I just wonder how sample converters can write NKI format. Do they have a deal with NI or are they just very good at reversed engineering?


----------



## kotori (Jul 29, 2006)

*Re: I found out something VERY IMPORTANT!*



Dynamitec @ Sat Jul 29 said:


> BTW: There is a very anoying bug in KScript Editor. Sometimes if you want to do search and replace or search alone, the editor shuts down...and if you haven't save you'll lose your work.


I have fixed this in the new 1.0.2 version. Well, actually it's a workaround - the program won't open a Find dialog when a 'Find and Replace' one is already open and vice versa. One has to manually close the open one to be able to open an instance of the other type. Not perfect, but it should stop the shutdowns. Thanks again for letting me know.

Btw. a nice thing about the new compact compiler output is that it should be pretty easy to add comments that indicate the original line number of each compiled line which could help when tracking down errors reported by end-users.

Cheers,
Nils


----------



## Dynamitec (Jul 29, 2006)

Hi Nils! Thank you very much for your fast implementation of the compact code output and fixing the annoying bug!


----------



## Giorgio Tommasini (Jul 30, 2006)

:???: 

Benjamin and Nils,

I used Nils' Kscript editor vers. 1.02. Loaded the Stradivari script, 1854 lines, original size 52.2 kB. After compression, 24.7 kB. However, no difference in CPU load was apparent by loading K2 2.1 with the compressed script, working in normal mode.

Am I missing something?

Thanks,

Giorgio


----------



## kotori (Jul 30, 2006)

Hi Giorgio,
Isn't the Stadivari script loaded in the performance view? According to Benjamin's observations that would mean it doesn't suffer from the same slowdown bug/inefficiency as non-perfview scripts. Do you get the same result if you remove the make_perfview line?

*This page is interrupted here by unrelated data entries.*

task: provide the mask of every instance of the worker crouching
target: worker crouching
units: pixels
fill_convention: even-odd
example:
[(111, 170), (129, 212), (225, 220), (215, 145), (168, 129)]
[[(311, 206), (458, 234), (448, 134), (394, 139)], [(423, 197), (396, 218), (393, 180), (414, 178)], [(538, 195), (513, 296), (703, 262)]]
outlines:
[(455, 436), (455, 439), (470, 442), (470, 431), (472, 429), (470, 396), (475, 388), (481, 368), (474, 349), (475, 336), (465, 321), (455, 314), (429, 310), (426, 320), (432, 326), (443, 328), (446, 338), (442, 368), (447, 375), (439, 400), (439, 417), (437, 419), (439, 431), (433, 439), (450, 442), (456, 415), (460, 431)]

And btw. I cast my vote for Benjamin in the ongoing who-can-write-the-longest-post-subject-line competetition :razz: :mrgreen: 

Nils


----------



## Giorgio Tommasini (Jul 30, 2006)

Hi Nils,

I've been using a previous version of the script, actually not using at all the make_perfview command.

Giorgio


----------



## kotori (Jul 30, 2006)

I see. Maybe one has to get up to around 4000-5000 lines to notice any real difference...


----------



## Dynamitec (Jul 30, 2006)

Hi Nils!

Yes Nils, there is no significant slow down with less than 4000 lines. It gets critical with more than 5000 lines.

Btw: Thanks for voting :mrgreen: Hehe, i think this is one thing germans can do easily...because our language allows it to build almost endless words. So we are used to build large words and sentences.

An example:
"Der Donaudampfschiffskapitänskajütenklimaanlageneinschalteknopf ist rot.". 

This is a correct (but ironical used  word). It's say something like: 

The button of the air conditioning system of the captains cabin on a steam ship from the 'Donau' navigation company is red.

:shock:


----------



## Giorgio Tommasini (Jul 30, 2006)

Thanks Nils and Benjamin for clarifying this. 

Giorgio


----------